In between books written by Jung, Hillman, Moore, and others, I read the latest articles that address the questions we ask ourselves about ourselves. I came across an interesting article a few days ago in Scientific American, headlined “10 Things You Don’t Know About Yourself,” by Steve Ayan, a German psychologist. This article begins with the following disconcerting statement: “Psychological research shows that we do not have privileged access to who we are. When we try to assess ourselves accurately, we are really poking around in a fog.”
So, am I wasting my time? I don’t think so. I think about a good number of people I know intimately who do not think about who they are; they just do; they are not deeply introspective; they don’t ask a lot of questions about their existence. They all seem to be quite happy. However, I also feel these folks are the real ones actually “poking around in a fog” through their daily non-philosophical, non-psychological existence – their avoidance of the uncomfortableness that typically comes with thinking about deep, mostly insoluble questions about life.
Who’s really in a fog here? According to Ayan, we introspective types are big fog dwellers, because, to begin with, we are guided by “introspection illusion,” a term coined by Princeton psychologist Emily Pronin. The illusion comes from biases we have hidden in our unconscious. We say we are empathetic but then walk by a homeless person without giving it a thought. We are also unconscious of our true motives, which are typically revealed when we have instantaneous reactions that do not require any deep thinking. So, if I immediately stop and do something helpful for that homeless person, maybe I am an empath at heart. Again, I disagree with this thinking as well. I think that it is through deep introspection, without avoiding the dark side of our nature, in particular, that we learn how to change and become better morally, ethically, and compassionately. And we do this by getting to know ourselves without introspection illusion creeping into the picture.

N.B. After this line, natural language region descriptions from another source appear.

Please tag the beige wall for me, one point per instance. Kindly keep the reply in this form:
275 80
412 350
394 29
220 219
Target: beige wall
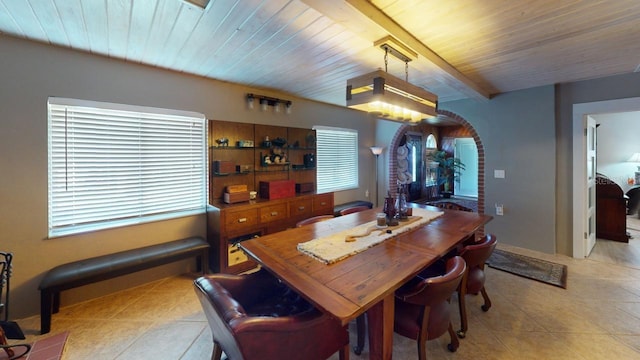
32 72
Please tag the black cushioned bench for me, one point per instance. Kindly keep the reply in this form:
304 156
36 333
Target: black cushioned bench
84 272
338 208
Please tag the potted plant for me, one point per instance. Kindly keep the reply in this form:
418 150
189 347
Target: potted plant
449 169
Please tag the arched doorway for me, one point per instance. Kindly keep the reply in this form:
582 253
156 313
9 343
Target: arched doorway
465 130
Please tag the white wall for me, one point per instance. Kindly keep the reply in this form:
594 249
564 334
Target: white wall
32 72
617 140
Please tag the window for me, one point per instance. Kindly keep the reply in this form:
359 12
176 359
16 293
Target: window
337 159
112 165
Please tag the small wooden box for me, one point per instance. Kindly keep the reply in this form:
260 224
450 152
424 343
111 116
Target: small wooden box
236 255
277 189
223 167
304 187
236 197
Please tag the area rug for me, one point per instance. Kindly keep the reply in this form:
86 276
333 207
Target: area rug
532 268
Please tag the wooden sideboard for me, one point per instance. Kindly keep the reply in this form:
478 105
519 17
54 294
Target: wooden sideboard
229 224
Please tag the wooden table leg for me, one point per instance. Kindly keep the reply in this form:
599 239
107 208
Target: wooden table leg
380 319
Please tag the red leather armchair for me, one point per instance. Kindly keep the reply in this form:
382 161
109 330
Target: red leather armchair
422 308
475 255
255 316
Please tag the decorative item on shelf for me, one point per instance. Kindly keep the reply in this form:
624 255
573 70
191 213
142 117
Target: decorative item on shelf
266 101
223 167
266 143
387 96
243 169
449 170
309 160
245 143
235 194
277 189
401 203
389 208
304 187
222 142
279 142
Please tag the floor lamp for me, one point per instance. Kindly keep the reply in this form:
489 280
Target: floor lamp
377 150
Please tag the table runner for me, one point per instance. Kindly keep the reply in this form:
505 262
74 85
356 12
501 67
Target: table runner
332 248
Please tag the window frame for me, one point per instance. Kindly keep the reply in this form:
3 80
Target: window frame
137 135
336 154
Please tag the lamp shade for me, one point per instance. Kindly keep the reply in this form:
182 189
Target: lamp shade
634 158
377 150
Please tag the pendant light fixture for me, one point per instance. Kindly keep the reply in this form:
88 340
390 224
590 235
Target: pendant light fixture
389 97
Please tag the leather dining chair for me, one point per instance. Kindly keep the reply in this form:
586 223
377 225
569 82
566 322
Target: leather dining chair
475 255
422 306
313 220
354 209
256 316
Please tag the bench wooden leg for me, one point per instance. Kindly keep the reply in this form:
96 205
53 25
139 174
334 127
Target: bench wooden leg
46 305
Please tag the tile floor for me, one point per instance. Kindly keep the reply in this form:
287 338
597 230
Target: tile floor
596 317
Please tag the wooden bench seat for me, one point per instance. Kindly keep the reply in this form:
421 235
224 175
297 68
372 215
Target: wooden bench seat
87 271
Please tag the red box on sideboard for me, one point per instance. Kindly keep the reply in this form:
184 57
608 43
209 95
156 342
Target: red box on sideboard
277 189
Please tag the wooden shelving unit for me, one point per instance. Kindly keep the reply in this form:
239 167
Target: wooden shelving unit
230 223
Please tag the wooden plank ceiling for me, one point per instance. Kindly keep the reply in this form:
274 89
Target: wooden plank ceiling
309 48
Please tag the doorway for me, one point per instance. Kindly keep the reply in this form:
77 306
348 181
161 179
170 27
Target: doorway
400 137
580 197
467 151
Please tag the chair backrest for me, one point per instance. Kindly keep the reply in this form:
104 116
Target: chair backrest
451 206
256 316
314 219
220 308
477 253
437 289
354 209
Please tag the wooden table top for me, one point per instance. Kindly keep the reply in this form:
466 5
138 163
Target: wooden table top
350 286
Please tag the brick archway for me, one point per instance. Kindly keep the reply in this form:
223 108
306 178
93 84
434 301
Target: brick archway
393 161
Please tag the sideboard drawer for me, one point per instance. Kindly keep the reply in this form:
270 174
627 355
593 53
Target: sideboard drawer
300 208
274 212
241 219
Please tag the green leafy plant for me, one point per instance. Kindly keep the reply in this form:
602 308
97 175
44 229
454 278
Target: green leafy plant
449 168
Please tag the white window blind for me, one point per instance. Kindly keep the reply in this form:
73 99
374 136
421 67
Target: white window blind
337 159
113 165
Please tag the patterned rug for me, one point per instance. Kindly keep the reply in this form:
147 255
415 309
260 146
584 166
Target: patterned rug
532 268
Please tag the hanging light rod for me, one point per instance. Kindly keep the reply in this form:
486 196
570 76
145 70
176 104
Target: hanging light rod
388 97
397 49
199 3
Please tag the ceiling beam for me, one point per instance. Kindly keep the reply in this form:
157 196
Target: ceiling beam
367 21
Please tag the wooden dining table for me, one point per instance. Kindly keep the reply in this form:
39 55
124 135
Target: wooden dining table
366 281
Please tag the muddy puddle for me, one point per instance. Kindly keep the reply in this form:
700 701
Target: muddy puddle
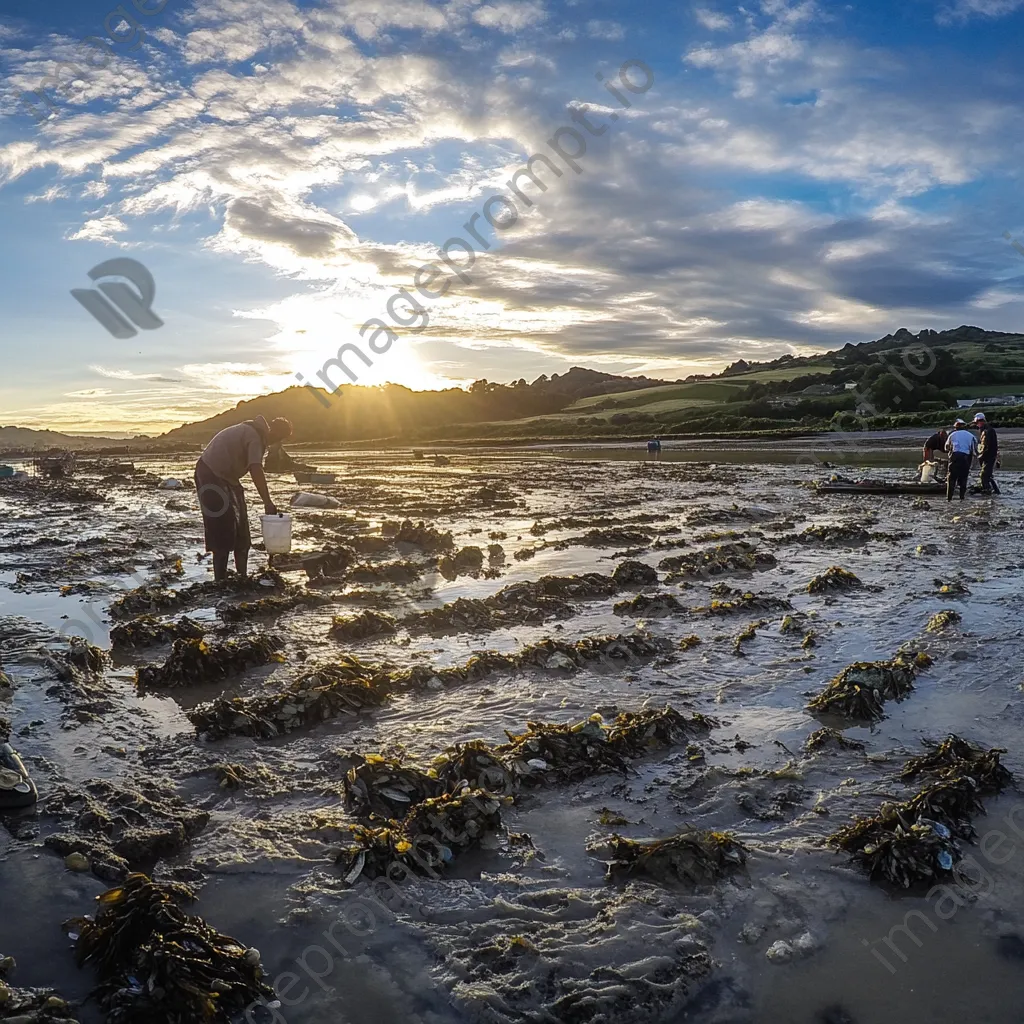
472 637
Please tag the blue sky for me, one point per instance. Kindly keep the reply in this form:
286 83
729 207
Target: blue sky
797 175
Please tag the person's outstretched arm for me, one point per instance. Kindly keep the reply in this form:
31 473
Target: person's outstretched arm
259 478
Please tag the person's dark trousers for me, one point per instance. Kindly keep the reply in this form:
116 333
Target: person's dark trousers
960 470
987 479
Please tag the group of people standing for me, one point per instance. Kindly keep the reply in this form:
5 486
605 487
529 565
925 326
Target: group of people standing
958 449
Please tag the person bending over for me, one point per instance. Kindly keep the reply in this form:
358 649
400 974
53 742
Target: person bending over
962 449
935 451
233 453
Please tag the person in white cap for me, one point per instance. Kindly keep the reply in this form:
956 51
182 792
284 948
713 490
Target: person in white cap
988 454
963 449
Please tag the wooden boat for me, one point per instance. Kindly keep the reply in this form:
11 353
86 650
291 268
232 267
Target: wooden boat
55 465
880 487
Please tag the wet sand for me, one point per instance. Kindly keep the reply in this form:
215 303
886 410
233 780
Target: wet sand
445 949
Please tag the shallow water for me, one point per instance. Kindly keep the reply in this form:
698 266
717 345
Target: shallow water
269 884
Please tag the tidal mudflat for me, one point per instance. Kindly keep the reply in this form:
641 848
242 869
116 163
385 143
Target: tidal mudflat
516 736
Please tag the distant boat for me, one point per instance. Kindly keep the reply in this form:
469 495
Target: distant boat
881 487
310 477
56 465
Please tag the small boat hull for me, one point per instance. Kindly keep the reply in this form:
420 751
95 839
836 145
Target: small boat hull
882 488
315 478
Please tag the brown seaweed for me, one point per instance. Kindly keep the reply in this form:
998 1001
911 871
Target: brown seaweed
344 687
691 857
954 757
156 963
861 689
122 826
739 556
366 626
147 631
199 660
835 578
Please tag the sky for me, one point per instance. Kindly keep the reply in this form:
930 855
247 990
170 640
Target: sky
717 181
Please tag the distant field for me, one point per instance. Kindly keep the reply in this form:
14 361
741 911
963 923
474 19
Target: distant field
988 390
701 390
697 393
782 374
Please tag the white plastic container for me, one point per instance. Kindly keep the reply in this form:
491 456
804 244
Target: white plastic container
278 534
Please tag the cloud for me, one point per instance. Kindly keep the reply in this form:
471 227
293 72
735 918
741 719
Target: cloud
795 194
99 229
612 31
712 19
129 375
510 16
963 10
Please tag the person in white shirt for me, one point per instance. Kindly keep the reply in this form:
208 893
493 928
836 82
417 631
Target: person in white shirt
963 449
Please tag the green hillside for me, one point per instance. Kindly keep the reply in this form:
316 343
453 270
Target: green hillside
900 380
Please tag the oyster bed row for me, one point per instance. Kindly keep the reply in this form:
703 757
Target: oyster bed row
596 636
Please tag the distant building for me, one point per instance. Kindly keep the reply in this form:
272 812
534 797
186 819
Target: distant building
999 399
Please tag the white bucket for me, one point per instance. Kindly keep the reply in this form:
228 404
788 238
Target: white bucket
278 534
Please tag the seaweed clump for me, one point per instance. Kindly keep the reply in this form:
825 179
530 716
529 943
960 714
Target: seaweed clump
634 573
425 538
365 626
650 606
942 621
424 842
198 662
822 738
861 689
547 753
691 857
387 788
120 828
955 757
739 556
530 602
916 840
34 1006
743 601
147 631
835 578
156 963
272 605
344 687
80 684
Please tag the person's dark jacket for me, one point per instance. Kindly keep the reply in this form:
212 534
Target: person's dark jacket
988 444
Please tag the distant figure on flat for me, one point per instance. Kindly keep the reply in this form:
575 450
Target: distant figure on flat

Another characteristic Ayan noted concerning our unawareness of our essence, included stepping outside of yourself, letting go through mindfulness mediation, where we do not seek deep introspection but instead allow our thoughts to drift by non-judgmentally in the awareness we hold in the present without attaching any truth to them – i.e. they are only thoughts – and this can actually bring clarity. I have to disagree. I’ve been on a kind of anti-mindfulness trip lately mainly because it seems to deaden our imaginations and take the fun out of living, in my opinion. By staying so fully attuned to the present without judgement, just observing, our sense of dreaming disappears.
So, I’ll stick with my studies into the self, and my deep introspection and contemplation (and dreaming, and hopefulness, and becoming more authentic, and trying to identify and honor the virtuous archetypes). Through them, I believe I continue to become a better person.